Shuck One : Mon travail jouit de sa liberté. Ce va-et-vient je le puise dans mon parcours personnel et ce que m’a donné la rue pour créer, transmettre, partager. J’ai pratiqué le vaudou en Guadeloupe, dans cette obscurité il y a une forme de lumière. Cette lumière il faut aller la chercher. Pour mon exposition Living in space, qui vient de se clôturer, j’ai fait un travail en Noir et Blanc. Ce ne sont pas deux couleurs mais deux nuances, deux peuples qui dialoguent. C’est un hommage à Sun Ra, que j’écoutais tout le temps pendant que je peignais ces toiles. Dans notre monde actuel, nous vivons entre une déchirure et une esthétique. Le tout est de bien choisir son chemin.
A : Quelle est ton histoire personnelle ?
SO : J’ai été abandonné et recueilli à l’âge de 3 ans. En 1973, la Guadeloupe a été traversée par un cyclone. Dans le port de Richepanse où je me trouvais, les eaux se sont mises à monter, les enfants ont commencé à se noyer et c’est ma grand-mère adoptive, Solitude, qui est venue me sauver. Solitude est aussi le nom de la femme qui était aux côtés de Delgres et Ignace entre Octobre 1801 et mai 1802, cette grande femme, enceinte qui combattait férocement les armées napoléoniennes.
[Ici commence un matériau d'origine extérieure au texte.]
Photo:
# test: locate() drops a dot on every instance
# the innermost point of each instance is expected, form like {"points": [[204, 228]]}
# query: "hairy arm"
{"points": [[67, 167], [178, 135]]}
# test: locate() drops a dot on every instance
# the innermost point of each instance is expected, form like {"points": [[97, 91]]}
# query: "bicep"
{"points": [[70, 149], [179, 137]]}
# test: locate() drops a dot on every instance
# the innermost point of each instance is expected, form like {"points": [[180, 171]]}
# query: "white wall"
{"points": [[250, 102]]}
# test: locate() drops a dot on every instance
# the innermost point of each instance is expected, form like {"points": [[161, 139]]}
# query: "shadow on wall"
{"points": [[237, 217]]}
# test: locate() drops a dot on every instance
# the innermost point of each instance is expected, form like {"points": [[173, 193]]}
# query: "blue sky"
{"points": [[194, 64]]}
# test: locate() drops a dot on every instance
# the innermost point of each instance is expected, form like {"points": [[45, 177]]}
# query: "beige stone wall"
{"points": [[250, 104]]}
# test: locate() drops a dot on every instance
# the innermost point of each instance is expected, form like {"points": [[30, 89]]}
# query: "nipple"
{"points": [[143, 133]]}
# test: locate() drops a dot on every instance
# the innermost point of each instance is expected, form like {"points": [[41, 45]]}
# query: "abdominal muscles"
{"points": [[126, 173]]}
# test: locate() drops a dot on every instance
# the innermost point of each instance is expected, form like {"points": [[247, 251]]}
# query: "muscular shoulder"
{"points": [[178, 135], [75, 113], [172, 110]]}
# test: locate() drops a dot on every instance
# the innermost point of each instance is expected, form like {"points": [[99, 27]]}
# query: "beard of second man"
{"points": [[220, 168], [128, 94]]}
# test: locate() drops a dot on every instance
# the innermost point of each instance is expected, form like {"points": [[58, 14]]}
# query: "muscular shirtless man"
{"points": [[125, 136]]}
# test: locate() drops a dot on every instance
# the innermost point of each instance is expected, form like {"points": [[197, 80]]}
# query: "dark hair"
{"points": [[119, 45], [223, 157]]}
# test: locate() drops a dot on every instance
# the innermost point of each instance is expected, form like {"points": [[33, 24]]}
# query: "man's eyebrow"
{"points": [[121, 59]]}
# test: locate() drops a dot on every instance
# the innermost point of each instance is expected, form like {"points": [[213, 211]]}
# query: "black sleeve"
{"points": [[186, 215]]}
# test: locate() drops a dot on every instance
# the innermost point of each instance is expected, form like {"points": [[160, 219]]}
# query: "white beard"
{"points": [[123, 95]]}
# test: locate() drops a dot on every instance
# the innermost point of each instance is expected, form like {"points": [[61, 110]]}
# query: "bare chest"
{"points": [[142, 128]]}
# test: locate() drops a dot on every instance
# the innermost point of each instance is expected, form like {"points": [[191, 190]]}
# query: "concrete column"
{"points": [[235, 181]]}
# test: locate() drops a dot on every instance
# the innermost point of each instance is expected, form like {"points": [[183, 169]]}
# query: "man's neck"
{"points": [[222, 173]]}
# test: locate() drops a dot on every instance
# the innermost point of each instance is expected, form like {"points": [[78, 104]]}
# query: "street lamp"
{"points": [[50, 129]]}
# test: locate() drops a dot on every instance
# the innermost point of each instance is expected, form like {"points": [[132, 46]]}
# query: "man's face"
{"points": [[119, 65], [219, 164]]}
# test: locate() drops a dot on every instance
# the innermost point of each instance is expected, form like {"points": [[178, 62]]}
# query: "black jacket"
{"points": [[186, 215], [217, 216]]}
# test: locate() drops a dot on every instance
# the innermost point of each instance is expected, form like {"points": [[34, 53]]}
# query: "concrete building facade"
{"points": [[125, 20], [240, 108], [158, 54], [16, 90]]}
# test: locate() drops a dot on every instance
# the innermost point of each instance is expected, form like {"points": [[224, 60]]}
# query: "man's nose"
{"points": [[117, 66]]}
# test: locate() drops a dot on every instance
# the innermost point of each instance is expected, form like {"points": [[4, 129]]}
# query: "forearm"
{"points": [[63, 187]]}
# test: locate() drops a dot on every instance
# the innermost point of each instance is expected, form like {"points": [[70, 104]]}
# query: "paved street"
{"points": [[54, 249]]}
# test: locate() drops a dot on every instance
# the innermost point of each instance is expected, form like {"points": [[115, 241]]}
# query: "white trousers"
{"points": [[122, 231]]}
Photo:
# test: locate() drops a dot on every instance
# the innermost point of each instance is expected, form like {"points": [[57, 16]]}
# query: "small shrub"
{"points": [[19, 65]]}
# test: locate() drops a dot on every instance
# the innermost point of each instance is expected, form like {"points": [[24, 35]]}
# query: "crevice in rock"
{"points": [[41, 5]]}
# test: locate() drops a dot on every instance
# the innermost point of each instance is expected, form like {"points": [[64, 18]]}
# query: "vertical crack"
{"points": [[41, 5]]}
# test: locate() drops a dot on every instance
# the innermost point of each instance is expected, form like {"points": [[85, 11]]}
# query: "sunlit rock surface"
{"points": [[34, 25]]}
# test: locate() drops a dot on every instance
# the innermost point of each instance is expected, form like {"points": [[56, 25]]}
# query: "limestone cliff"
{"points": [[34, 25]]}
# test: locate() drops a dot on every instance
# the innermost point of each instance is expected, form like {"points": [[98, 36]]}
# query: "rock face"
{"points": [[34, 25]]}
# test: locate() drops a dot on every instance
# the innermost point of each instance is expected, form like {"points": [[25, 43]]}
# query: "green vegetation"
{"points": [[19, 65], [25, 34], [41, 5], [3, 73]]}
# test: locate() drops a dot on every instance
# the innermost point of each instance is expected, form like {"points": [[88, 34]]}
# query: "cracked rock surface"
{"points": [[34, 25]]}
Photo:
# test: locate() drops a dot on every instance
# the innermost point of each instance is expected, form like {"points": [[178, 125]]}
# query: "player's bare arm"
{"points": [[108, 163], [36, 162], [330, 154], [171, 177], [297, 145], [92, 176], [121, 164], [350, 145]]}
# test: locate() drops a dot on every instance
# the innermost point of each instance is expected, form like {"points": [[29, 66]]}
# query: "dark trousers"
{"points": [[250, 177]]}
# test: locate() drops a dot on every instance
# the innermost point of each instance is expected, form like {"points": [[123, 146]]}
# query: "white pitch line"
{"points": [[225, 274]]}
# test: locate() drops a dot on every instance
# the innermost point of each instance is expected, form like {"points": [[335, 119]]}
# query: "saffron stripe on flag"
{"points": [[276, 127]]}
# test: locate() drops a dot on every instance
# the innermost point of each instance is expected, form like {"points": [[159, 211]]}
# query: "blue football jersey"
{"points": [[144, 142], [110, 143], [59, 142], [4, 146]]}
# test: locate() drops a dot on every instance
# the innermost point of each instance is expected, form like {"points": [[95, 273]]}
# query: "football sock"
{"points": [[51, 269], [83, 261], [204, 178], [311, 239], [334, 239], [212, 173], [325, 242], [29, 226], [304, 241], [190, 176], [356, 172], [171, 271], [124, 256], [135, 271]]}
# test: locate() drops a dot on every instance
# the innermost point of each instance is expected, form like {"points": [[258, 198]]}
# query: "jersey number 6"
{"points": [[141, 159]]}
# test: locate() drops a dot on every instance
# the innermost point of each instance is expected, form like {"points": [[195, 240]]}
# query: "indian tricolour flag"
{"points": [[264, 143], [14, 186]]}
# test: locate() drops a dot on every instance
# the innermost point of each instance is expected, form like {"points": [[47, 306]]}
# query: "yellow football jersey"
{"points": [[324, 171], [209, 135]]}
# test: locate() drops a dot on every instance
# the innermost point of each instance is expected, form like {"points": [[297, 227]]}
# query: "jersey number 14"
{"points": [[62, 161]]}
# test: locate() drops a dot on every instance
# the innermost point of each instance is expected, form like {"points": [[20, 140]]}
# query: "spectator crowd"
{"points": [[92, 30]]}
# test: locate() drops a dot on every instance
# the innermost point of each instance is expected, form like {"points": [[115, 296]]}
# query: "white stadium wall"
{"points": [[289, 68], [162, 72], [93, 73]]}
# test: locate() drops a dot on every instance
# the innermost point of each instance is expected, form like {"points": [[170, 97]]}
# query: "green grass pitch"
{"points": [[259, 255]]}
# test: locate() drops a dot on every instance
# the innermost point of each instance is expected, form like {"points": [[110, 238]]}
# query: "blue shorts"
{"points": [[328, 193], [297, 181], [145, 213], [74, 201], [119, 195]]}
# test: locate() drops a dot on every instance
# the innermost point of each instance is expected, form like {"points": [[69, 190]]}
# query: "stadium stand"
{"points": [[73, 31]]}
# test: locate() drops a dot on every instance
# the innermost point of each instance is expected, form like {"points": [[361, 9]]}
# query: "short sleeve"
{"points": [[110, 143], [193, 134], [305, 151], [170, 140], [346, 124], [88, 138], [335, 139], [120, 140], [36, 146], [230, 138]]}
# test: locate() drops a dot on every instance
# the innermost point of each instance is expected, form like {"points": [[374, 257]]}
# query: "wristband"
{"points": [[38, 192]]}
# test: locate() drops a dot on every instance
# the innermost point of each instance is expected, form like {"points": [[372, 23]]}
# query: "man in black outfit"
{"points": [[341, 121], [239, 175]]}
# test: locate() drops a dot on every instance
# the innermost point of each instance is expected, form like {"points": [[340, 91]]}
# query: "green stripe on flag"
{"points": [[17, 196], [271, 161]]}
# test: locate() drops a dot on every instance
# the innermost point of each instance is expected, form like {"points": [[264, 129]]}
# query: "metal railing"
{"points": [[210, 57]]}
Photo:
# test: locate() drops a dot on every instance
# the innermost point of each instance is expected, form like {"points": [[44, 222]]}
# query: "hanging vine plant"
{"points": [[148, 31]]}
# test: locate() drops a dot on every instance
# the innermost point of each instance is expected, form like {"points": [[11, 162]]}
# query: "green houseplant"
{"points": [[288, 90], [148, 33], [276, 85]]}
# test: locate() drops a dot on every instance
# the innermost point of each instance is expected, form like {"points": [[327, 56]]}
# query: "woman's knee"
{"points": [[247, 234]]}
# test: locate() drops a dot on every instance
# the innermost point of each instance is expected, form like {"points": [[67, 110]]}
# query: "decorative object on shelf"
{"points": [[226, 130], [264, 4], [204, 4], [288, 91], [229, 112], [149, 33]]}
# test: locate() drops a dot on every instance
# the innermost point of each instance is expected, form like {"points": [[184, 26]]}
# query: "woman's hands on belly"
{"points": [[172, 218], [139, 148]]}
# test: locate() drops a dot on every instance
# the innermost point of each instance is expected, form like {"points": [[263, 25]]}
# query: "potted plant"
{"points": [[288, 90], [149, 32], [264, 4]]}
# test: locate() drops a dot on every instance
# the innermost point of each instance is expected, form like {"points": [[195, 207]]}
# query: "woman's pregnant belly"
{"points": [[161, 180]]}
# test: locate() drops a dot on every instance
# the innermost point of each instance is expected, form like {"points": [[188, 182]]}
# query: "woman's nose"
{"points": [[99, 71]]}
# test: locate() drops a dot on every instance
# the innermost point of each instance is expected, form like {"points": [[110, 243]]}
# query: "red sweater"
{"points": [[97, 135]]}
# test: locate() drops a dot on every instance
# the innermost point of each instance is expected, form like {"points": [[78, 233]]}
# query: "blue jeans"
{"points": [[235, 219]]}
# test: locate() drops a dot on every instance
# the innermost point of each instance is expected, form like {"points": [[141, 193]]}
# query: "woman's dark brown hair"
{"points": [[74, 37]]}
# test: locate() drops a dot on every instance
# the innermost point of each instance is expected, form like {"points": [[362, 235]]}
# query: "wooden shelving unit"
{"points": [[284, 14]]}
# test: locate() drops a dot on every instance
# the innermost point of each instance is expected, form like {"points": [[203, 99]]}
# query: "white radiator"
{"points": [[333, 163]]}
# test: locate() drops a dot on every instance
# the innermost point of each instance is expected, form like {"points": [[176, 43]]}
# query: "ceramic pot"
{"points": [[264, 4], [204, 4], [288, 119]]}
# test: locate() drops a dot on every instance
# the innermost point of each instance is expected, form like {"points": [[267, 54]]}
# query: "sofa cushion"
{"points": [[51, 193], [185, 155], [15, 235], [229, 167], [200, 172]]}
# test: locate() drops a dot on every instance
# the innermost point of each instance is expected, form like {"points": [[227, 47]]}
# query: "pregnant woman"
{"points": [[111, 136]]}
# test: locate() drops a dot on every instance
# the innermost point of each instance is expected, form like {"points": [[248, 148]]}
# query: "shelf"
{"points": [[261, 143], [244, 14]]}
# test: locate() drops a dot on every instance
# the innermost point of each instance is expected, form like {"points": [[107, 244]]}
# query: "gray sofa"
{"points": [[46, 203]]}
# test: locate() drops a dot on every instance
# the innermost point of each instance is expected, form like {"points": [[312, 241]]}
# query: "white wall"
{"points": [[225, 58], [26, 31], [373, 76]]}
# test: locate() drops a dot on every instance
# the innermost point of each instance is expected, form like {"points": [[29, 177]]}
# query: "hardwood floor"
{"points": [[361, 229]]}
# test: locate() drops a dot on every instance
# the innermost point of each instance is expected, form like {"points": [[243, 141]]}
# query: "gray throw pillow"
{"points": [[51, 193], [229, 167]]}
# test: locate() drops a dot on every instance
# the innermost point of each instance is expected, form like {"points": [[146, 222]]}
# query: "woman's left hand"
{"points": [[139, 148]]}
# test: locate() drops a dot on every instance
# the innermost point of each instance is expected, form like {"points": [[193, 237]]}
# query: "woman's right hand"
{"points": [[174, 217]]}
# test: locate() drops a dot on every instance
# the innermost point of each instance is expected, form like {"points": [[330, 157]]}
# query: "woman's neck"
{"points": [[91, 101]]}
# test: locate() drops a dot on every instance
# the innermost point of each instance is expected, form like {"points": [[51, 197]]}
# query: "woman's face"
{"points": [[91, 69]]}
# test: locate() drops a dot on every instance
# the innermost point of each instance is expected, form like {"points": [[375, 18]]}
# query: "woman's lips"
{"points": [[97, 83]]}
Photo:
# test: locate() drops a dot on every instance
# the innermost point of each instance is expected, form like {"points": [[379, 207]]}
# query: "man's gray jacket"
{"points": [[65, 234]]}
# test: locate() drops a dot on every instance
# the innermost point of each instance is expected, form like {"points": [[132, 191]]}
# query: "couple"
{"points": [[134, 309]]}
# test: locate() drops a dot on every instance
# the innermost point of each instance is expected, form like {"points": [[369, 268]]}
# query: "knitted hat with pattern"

Comme quoi il n’y a pas de hasard. Solitude m’a donc littéralement « sauvé des eaux ». On a traversé tout Pointe-à-Pitre sous une bâche de plastique avec des feuilles de tôles qui volaient à 150 km/h. C’est à ce moment-là que j’ai décidé de ne jamais être un poids pour mes grands-parents qui avaient déjà eu 2 enfants. A l’âge de 8 ans j’ai eu une illumination à la suite d’une méditation, dont j’ai décidé de faire mon flambeau de vie. Cette flamme, heureusement qu’elle est coloriée parce qu’en intensité elle est hyper violente. Je pense que pas mal de gens se demandent quand je vais déclencher ! Mais je ne suis pas dans un processus de violence, je suis dans une démarche d’affaiblir le cerveau de l’autre, du système en face. Le peuple guadeloupéen est dans un processus de résistance.
J’ai joué sur les planches de Pointe-à-Pitre de l’âge de 9 à l’âge de 12 ans. Ca a été une thérapie et une libération. C’étaient des rôles très durs. Je me préparais à ma reconstruction future. Ensuite sont arrivés les premières lectures sur la place de Pointe-à-Pitre. De Paul Niger, de Salvador Allende qui était sud-américain mais qui nous aidait aussi à prendre conscience de qui nous étions : une colonie qui allait être réveillée et qui n’allait jamais être soumise. Ensuite, arrive la découverte des premières inscriptions murales sur les murs de Pointe-à-Pitre à savoir ceux de la Sécurité Sociale. Je me suis demandé : pourquoi ces mots ? J’avais 10 ans. J’ai eu la chance de grandir avec les évènements de Pointe-à-Pitre et de la Guadeloupe. C’est dès lors que je me suis rattaché spirituellement à l’Afrique.
A : Tu as réalisé une fresque pour le MEMORIAL ACTe, le Musée de Pointe-à-Pitre dédié à l’expression caribéenne et la mémoire de la traite et de l’esclavage. Son inauguration en mai 2015, puis son ouverture en juillet a donné lieu à certaines divisions, des pour(s)et des contre(s). Que peut-on en dire avec le recul ?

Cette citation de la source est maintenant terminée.